The more astute mothers used that wealth to increase the dowries of their own daughters, thus augmenting their eligibility. By the late fourteenth century, in fact, there was a phenomenon in Venice known as “dowry inflation”; the expenses, and the rewards, of a marriage were so great that only one girl in the family could be exchanged and only one male in the family could reap the rich harvest. As a result there was in the city a huge store of unmarried men and women; the men lived with their families, and the women characteristically were consigned to convents.

Herodotus wrote in the fifth century BC that the tribes of the Veneti were accustomed to sell their daughters at an open auction to the highest bidder. As late as the tenth century AD there are reports of annual matrimonial fairs in Venice itself, conducted on the feast day of Saint Mark (April 25) at S. Pietro di Castello, where the young girls came holding their dowries. It is an example of a persistent Venetian tradition, continued by other means. In a city of markets, unmarried women were the ultimate commodity. The merchandise of female flesh and money was exchanged for increase in nobility or political power. It was essentially a transfer from visible to invisible assets. When the newly married bride went in procession to her marital home, it was a way of making the exchange public and accountable. It represented the free circulation of capital through the body politic. Since the goods could be easily damaged, young girls were often placed in convents for a time; the nunneries were a kind of warehouse.

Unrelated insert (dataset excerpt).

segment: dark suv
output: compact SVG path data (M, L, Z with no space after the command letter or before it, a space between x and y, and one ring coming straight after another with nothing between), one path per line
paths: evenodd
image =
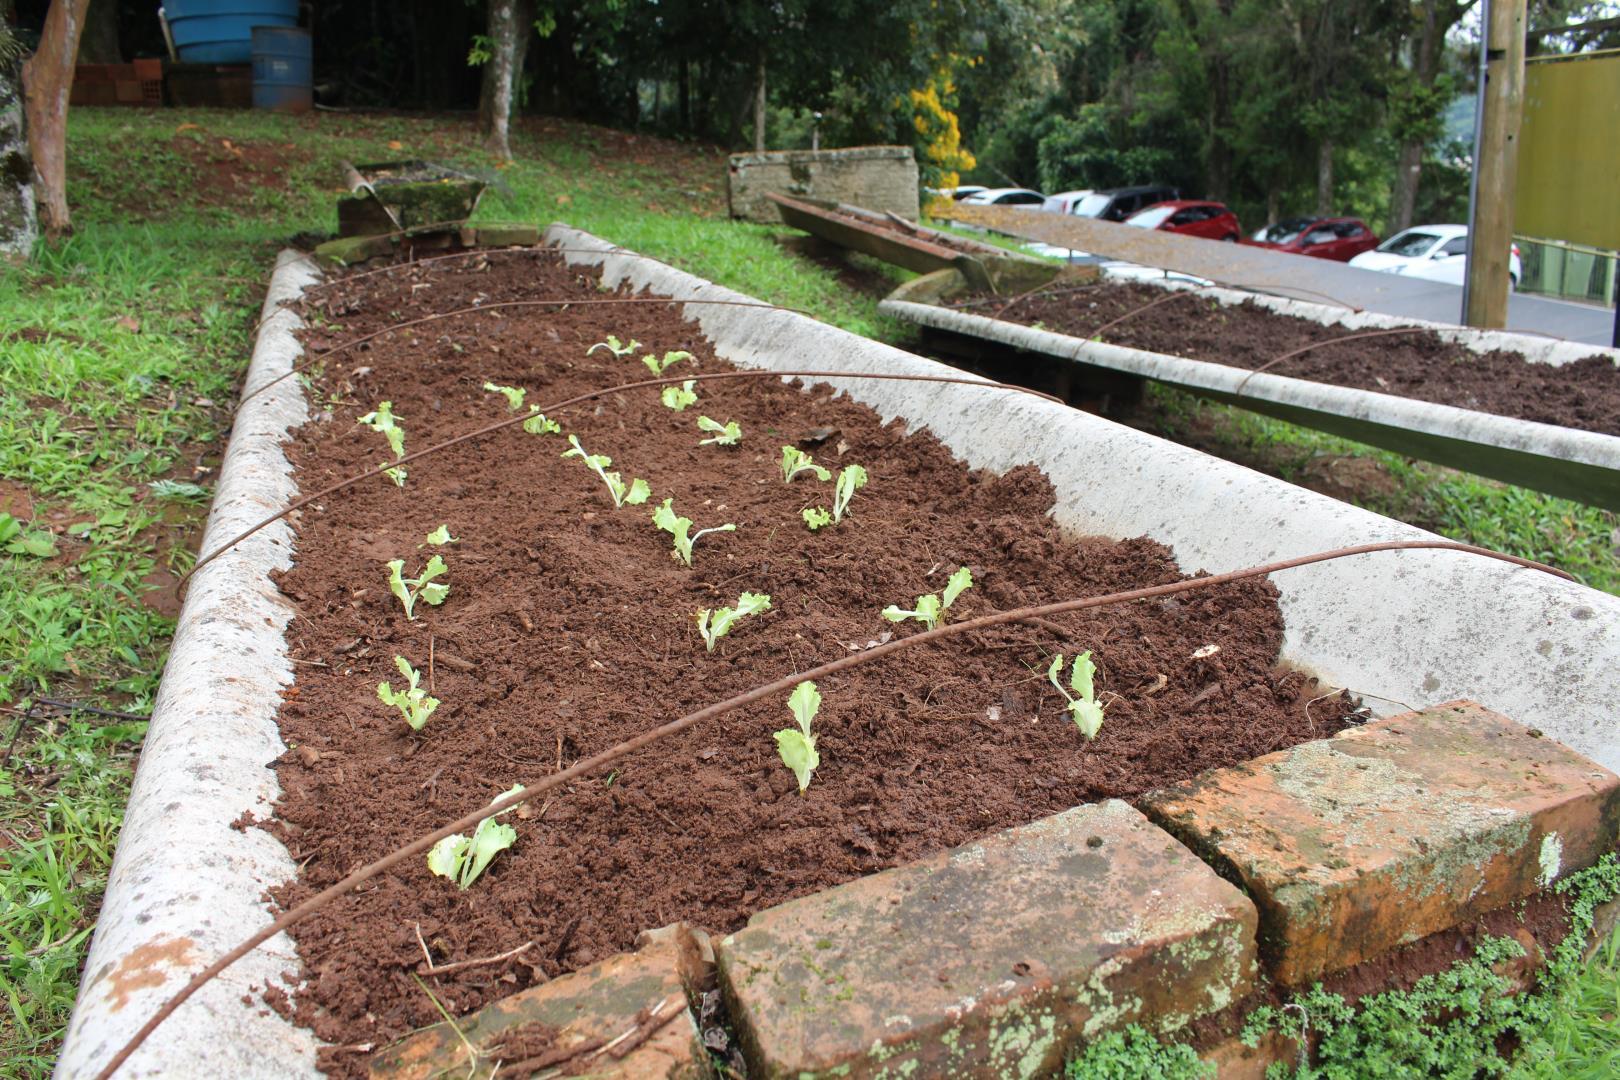
M1138 210L1179 198L1181 198L1179 190L1164 184L1110 188L1106 191L1093 191L1085 198L1077 199L1070 207L1069 213L1096 218L1099 221L1124 221Z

On the day for the signing of the marriage contract, in the families of the patricians, the bridegroom repaired to the house of his prospective father-in-law; when the groom and his friends were all gathered, the young girl, dressed according to convention in white gown and brilliant jewels, was paraded twice in a circle to the sound of fifes and trumpets. Then she proceeded into the courtyard, was greeted by all her female kin, and by means of a gondola was transported to all the convents where her relations were immured. The bride’s gondoliers were obliged to wear scarlet stockings. Behind the walls of the convents the young girl was shown to the nuns, who may have had mixed feelings about the matter. On the dawn of the marriage day a small orchestra would play outside the bride’s house as she prepared herself for the procession to the parish church. After the marriage ceremony itself there was a public feast, to which all the guests brought presents.

In the marriages of the other classes, there were customs no less rigorous. The aspiring groom would wear velvet or broadcloth; he would wear a dagger on his girdle, and he would be elaborately coiffed and perfumed. He first declared his love by singing under the window of the beloved. At a later date he would relay a formal request to the family. If he was judged suitable the two families would meet at dinner, and the two parties would exchange gifts of handkerchiefs and almond cakes. There was then a sequence of gifts, carefully regulated according to convention and superstition. At Christmas the man gave to the woman a confettura of fruit and a raw mustardseed, and on the feast-day of Saint Mark a button-hole of rosebuds; other gifts were given and received. There were prohibitions. No combs were to be exchanged, because they were the instruments of witches; scissors were also prohibited because they were a symbol of a cutting tongue. The pictures of saints, curiously enough, were forbidden; they were considered to be an evil augury.

The marriage day was always a Sunday, the other days deemed for a variety of reasons unfortunate. The bride’s family was supposed to furnish the bedroom of the newly married couple; according to custom it had to contain a bed of walnut wood, six chairs, two chests of drawers and a looking glass. Walnut was the only permissible wood. It is an example of the stolid conservatism of the people. No race had a smaller propensity for social or political revolution. In this city, therefore, married life was not necessarily a pleasure; it was a solemn social and familial duty. Perhaps that is the source of the Venetian proverb that marriage comes from love in the way that vinegar comes from wine.